We have noticed USB enumeration issues when connecting the i.MX 8QM or i.MX 8QXP in the serial downloader mode to a host PC. Sometimes it takes several seconds and multiple attempts until the USB port is enumerated. We see the issue only with Linux host PCs, but not with Windows hosts. When the issue occurs, we see the following messages in the console of the Linux host:
[ 3124.693526] usb 1-1.1: new high-speed USB device number 57 using xhci-hcd
[ 3124.777880] usb 1-1.1: Device not responding to setup address.
[ 3124.989590] usb 1-1.1: Device not responding to setup address.
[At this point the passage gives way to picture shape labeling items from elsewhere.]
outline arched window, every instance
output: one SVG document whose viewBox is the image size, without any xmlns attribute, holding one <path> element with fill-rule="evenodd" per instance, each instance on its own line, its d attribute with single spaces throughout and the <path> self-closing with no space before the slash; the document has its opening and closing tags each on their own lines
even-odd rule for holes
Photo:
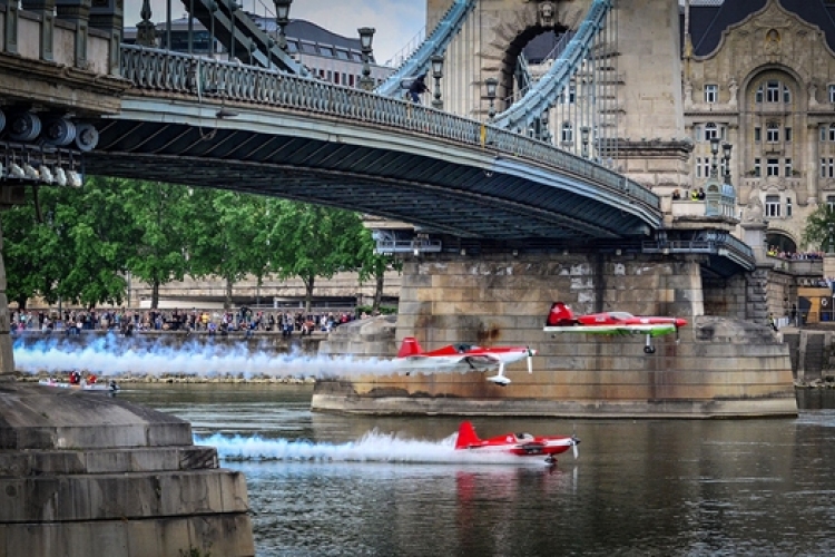
<svg viewBox="0 0 835 557">
<path fill-rule="evenodd" d="M 562 130 L 560 133 L 560 141 L 573 143 L 574 140 L 574 128 L 570 121 L 562 123 Z"/>
</svg>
[ 3125.201533] usb 1-1.1: device not accepting address 57, error -71
[ 3125.493249] usb 1-1.1: new high-speed USB device number 58 using xhci-hcd
[ 3125.598282] usb 1-1.1: device descriptor read/all, error -71
[ 3125.604069] usb 1-1-port1: attempt power cycle
[ 3126.209538] usb 1-1.1: new high-speed USB device number 59 using xhci-hcd
[ 3126.299633] hid-generic 0003:1FC9:0129.001E: hidraw0: USB HID v1.10 Device [NXP SemiConductor Inc SE Blank 8QM ] on usb-xhci-hcd.1.auto-1.1/input0
We have seen the issue on our own board, as well as on the NXP reference board MCIMX8QM-CPU (SCH-29420 REV C2). We have noticed the same behavior also with i.MX 8QXP based boards.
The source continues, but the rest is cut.